With regard to the reform of the Stability Pact, an issue that is not formally on the agenda of the Brussels summit, Meloni recalls that the government has been committed for months “to negotiating conditions that are certainly not simple”. “If, despite very difficult negotiations, the game is still open – he adds – it is because everyone in Brussels recognizes that the Italian government’s position is supported by a serious budgetary policy”. Italy, he specifies, “is not asking for a change in rules to be able to spend without restrictions or waste resources without control, but because it is aware of a context, in which the EU finds itself operating, which is still to be considered exceptional and requires adequate governance to this exceptional context.” Italy’s definitive position, he adds, will have to be taken when it is understood where the negotiations stopped. “We must keep all options open – he admits -. The only thing I am not willing to do is give my consent to a reform of the Stability Pact that this government does not, but that no Italian government will be able to respect in the future.”
However, both Elly Schlein and Giuseppe Conte dispute the prime minister’s position. For the Democratic secretary, Italy will pay “a very high price for Meloni’s wrong alliances” in Europe “because his friends are enemies of Italian interests. cuts maneuver”. The president of the M5 is also critical: “In the Stability and Growth Pact, he is negotiating a very limited margin of flexibility, especially for 2027. You are not negotiating for yourself, only during the period of its government. interests of ‘Italy, that’s what true patriots do.”

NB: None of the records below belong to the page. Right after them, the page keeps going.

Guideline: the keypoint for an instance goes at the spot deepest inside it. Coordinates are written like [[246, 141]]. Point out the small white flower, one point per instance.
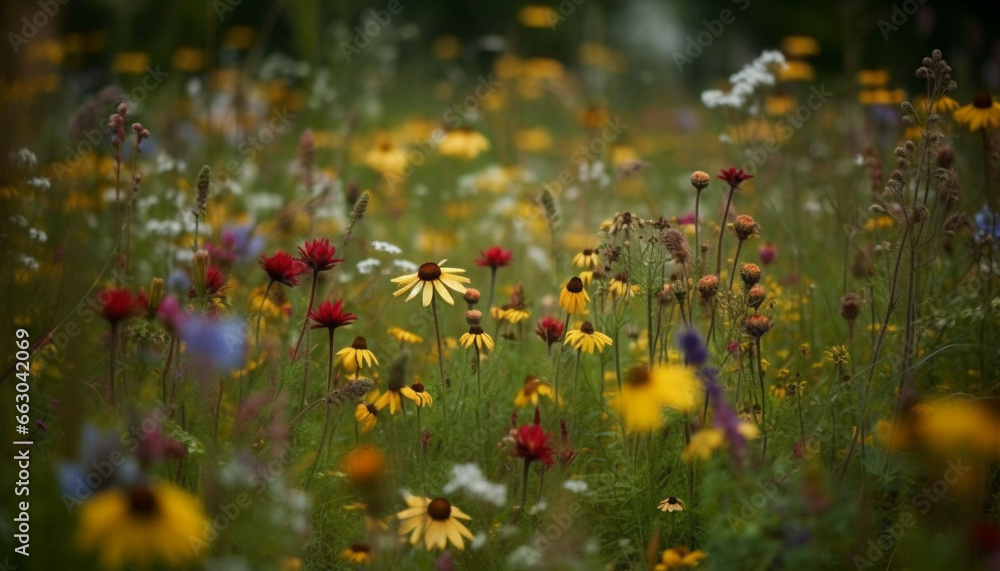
[[40, 182], [368, 266], [406, 265]]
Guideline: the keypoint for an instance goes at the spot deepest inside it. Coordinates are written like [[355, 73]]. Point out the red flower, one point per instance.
[[282, 268], [734, 177], [549, 329], [215, 282], [531, 443], [319, 255], [331, 315], [116, 304], [495, 257]]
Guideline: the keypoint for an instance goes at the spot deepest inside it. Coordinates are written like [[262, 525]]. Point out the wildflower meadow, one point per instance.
[[295, 285]]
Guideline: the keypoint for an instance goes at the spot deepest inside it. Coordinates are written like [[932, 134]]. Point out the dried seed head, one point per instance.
[[756, 296], [708, 286], [745, 226], [676, 244], [700, 180], [757, 325], [850, 306]]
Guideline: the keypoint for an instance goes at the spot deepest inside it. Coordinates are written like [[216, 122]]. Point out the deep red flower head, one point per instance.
[[549, 329], [734, 177], [282, 268], [116, 304], [331, 315], [532, 443], [495, 257], [215, 282], [319, 255]]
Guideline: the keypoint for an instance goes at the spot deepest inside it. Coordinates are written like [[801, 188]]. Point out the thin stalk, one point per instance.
[[305, 318], [722, 232], [260, 313]]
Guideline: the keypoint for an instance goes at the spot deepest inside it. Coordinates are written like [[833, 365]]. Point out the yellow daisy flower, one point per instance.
[[586, 339], [982, 113], [142, 526], [404, 336], [476, 336], [433, 521], [430, 278], [573, 298], [357, 356]]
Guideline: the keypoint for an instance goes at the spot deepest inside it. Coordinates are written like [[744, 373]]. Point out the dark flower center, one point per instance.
[[439, 509], [142, 502], [638, 376], [982, 100], [429, 272]]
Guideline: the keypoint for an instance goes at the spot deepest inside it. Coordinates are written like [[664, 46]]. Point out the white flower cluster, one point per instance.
[[745, 81], [470, 478], [386, 247]]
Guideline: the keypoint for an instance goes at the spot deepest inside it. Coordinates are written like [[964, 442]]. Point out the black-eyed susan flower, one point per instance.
[[982, 113], [671, 504], [143, 526], [573, 298], [620, 288], [357, 356], [647, 392], [366, 414], [477, 337], [587, 339], [420, 395], [530, 392], [358, 554], [431, 277], [404, 336], [679, 557], [363, 466], [587, 259], [434, 522]]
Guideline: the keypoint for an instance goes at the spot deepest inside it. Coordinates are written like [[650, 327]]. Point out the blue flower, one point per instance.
[[220, 343]]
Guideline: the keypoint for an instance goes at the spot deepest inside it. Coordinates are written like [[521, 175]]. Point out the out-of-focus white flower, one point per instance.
[[386, 247], [470, 478]]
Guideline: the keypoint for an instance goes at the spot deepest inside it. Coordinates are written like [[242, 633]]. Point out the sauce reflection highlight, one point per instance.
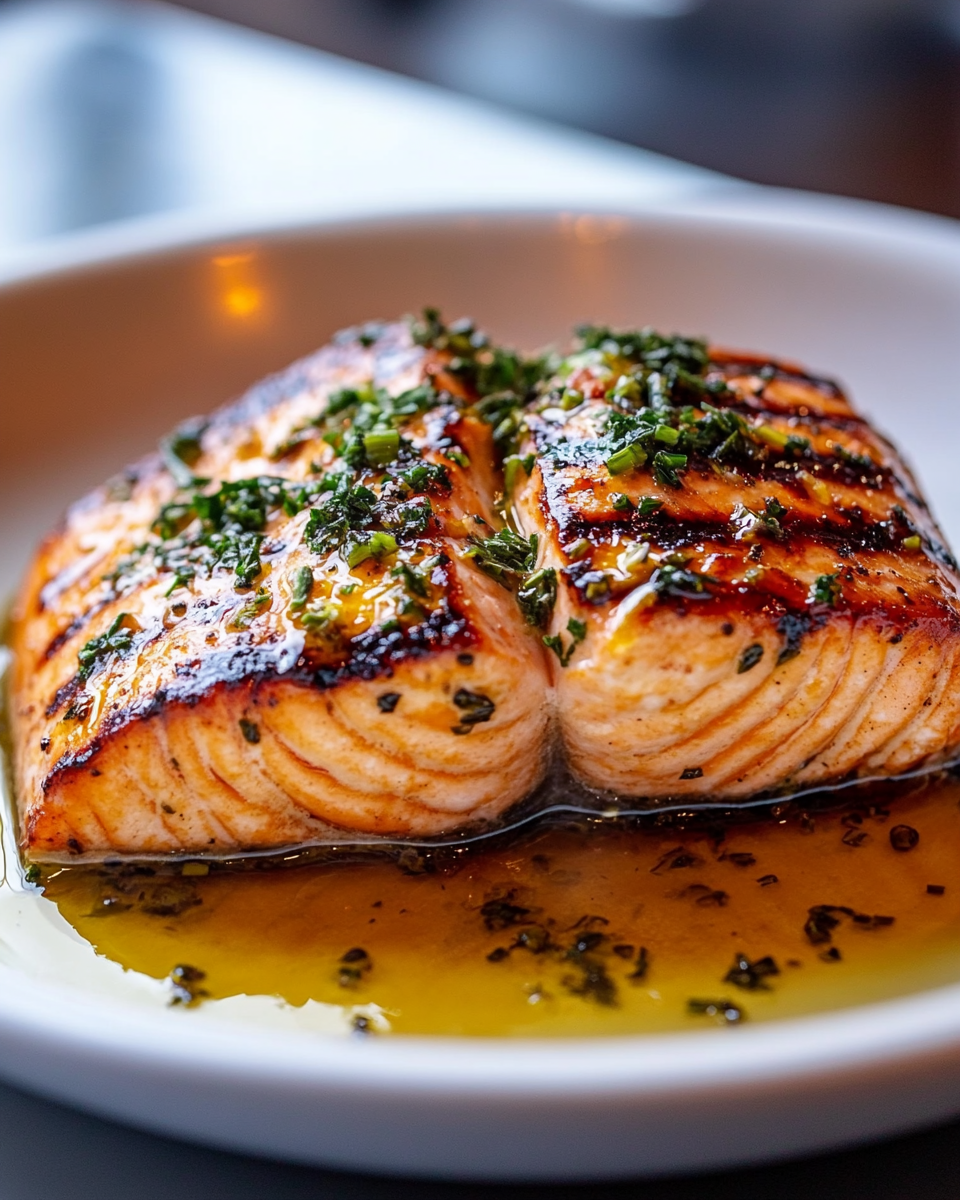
[[576, 929]]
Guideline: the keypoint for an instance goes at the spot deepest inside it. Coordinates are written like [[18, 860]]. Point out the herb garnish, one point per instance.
[[750, 657], [475, 707], [117, 641], [577, 631], [826, 589]]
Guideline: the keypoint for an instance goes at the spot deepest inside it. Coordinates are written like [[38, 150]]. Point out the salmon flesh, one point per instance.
[[379, 593]]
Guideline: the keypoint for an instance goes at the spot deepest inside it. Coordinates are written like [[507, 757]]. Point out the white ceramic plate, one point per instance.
[[99, 357]]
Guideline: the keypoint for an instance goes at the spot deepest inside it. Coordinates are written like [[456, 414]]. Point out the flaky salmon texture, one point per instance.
[[381, 592]]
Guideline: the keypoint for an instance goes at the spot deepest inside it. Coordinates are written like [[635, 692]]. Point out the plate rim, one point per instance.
[[875, 1036]]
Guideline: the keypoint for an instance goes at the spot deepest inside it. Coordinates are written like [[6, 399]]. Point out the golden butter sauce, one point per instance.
[[588, 927]]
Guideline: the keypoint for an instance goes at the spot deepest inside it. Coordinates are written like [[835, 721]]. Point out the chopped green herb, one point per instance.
[[666, 466], [250, 730], [628, 459], [117, 641], [826, 589], [251, 610], [381, 447], [475, 707], [538, 595], [504, 555], [577, 631], [904, 838], [301, 585], [376, 546]]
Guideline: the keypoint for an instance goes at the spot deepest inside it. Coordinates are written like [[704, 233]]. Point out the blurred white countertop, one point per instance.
[[117, 111]]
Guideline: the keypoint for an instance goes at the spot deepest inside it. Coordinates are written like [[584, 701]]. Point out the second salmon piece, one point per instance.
[[751, 594]]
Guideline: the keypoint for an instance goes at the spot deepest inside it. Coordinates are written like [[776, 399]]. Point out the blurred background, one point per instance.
[[853, 96], [857, 97]]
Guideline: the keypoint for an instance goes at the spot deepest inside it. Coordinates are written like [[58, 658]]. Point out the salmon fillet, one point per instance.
[[294, 646], [370, 598], [751, 592]]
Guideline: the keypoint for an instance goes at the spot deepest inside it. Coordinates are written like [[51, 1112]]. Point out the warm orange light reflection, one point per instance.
[[237, 287], [243, 300]]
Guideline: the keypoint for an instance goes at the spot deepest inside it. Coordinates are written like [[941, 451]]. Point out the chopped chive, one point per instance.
[[250, 730], [381, 447], [377, 545], [826, 589], [665, 467], [301, 585], [628, 459], [772, 437]]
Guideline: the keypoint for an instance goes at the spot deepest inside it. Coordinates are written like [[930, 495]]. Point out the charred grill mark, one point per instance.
[[882, 477], [736, 363], [375, 654], [671, 532]]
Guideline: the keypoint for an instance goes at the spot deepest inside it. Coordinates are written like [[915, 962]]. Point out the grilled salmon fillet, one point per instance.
[[275, 630], [372, 595], [751, 592]]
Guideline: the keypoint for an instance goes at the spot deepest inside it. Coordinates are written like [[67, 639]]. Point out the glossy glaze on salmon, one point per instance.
[[371, 595], [276, 633], [753, 594]]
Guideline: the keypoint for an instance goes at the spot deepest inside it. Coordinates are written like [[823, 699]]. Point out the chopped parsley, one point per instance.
[[474, 707], [577, 631], [117, 641], [826, 589]]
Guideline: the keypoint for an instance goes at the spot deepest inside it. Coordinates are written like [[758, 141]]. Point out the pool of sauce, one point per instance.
[[575, 927]]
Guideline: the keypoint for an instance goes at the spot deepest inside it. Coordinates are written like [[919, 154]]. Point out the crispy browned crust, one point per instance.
[[745, 682], [227, 724], [208, 659]]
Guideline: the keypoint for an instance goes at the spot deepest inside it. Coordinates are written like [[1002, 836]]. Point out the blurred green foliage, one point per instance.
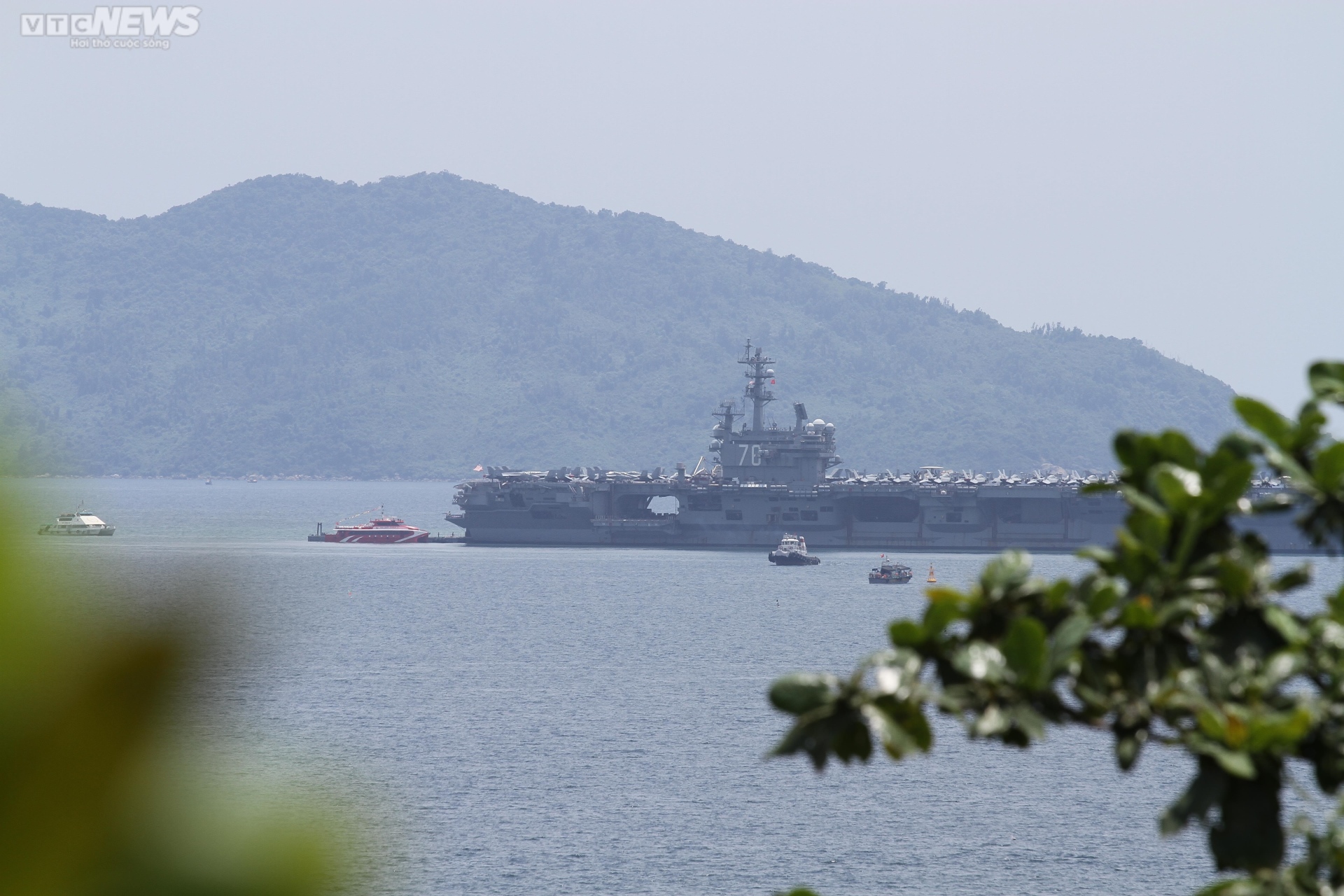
[[421, 326], [1179, 636], [101, 793]]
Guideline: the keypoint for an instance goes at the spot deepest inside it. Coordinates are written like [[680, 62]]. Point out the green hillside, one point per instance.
[[420, 326]]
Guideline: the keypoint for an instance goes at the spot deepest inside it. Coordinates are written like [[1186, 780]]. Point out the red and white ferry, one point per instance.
[[382, 530]]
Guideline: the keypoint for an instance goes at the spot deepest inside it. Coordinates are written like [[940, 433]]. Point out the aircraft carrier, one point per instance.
[[764, 481]]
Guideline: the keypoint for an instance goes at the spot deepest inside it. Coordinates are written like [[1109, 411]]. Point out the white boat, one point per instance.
[[77, 523], [792, 552]]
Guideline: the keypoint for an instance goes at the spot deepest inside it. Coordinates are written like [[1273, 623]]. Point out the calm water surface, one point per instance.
[[577, 720]]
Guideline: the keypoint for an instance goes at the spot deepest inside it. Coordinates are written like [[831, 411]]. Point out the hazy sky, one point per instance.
[[1170, 171]]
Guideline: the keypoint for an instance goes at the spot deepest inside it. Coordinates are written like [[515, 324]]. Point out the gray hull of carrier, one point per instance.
[[766, 481]]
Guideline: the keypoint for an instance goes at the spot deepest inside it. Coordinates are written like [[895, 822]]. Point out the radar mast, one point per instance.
[[757, 375]]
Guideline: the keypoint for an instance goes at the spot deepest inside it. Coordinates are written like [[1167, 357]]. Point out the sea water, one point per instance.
[[580, 720]]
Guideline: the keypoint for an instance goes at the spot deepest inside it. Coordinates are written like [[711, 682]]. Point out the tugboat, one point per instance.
[[77, 523], [792, 552], [890, 573], [382, 530]]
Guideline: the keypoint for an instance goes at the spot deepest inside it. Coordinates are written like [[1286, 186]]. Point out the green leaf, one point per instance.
[[906, 633], [1329, 468], [1266, 421], [1176, 485], [803, 692], [1025, 649], [945, 605], [1327, 381], [1066, 638], [980, 662], [1234, 762]]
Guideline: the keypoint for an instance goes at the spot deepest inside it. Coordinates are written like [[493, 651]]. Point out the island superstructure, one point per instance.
[[765, 481]]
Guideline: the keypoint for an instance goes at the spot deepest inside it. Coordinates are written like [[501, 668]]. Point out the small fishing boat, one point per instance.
[[792, 552], [890, 573]]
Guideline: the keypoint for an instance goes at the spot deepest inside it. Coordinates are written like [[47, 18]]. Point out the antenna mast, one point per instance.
[[758, 375]]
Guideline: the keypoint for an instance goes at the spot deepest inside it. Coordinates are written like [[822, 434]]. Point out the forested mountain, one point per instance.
[[420, 326]]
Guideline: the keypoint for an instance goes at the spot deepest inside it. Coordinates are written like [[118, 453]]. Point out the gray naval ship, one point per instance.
[[765, 481]]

The long-distance duel between Meloni and M5s is also fierce in the Superbonus and Mes. “This government has stopped throwing Italians’ money out of the window”, attack the prime ministers, then putting pressure on Conte about the rescue fund. “Who gave the Italian favorable opinion to a ratification that unfortunately also involves us today, and puts us in a difficult situation because we gave a favorable opinion and did not move forward? The Conte government did this – concludes Meloni -, without a parliamentary mandate, the day after resigning when he was in office only for current affairs and under the cover of darkness.”
Source: IL Tempo

Emma Fitzgerald is an accomplished political journalist and author at The Nation View. With a background in political science and international relations, she has a deep understanding of the political landscape and the forces that shape it.